The past holiday gave Wal-Mart a perfect forum for its attempt to appear more diverse, and in true capitalist style, it seemed to target poor and minorities by depicting popular entertainment icons in those communities as avid fans and Wal-Mart shoppers.

Wal-Mart did contribute $20 million of goods and services to the Katrina relief effort with a much better logistical efficiency than the U.S. government could muster in its tepid response to the tragedy, and Wal-Mart now supports a program called "Voices of Color." But, in that process, it also plays both sides against the middle as it also contributes heavily to ultraconservative political action committees.

Though supporters of the company will discuss how diverse Wal-Mart has become since the death of its founder Sam Walton, that diversity often does not reach into the depths and pockets of its own workforce who toil long hours with few--if any--protections in place to deter abuse. A large percentage of their workforce is made of people of color, single mothers, and the elderly attempting to supplement Social Security or minimal retirement benefits.

WORKING POOR

Most Wal-Mart employees cannot afford viable health care despite long hours and injuries incurred on the job. If a Wal-Mart associate is sick, she must provide documentation of a sort that even prisoners do not have to supply, before they can be confident that their illness will not cost them their job.

Hillary Clinton, a former board member of Wal-Mart, once noted that the company was "the best America had to offer." All the while, the company was lobbying for more tax breaks for the rich while their "associates" languished in sweatshop-like conditions that, had they occurred in a Third World country, would spark the condemnation of nations, even the U.S.

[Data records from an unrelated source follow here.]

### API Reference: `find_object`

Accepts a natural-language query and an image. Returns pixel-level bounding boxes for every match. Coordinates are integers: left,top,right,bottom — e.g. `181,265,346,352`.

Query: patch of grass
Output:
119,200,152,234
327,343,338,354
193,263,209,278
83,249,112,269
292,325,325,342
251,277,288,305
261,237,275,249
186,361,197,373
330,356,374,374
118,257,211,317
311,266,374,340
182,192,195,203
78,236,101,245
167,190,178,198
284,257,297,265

One has to wonder if the artists featured in the "Home for the holidays" campaign were aware of Wal-Mart's policies towards its workers since all of the entertainers featured are avidly protected by agents and unions that do not allow them to be abused by corporate sponsors such as Wal-Mart. This is the same Wal-Mart which systematically refuses those same protections for its employees, especially its associates and greeters, who are required to appear cheerful.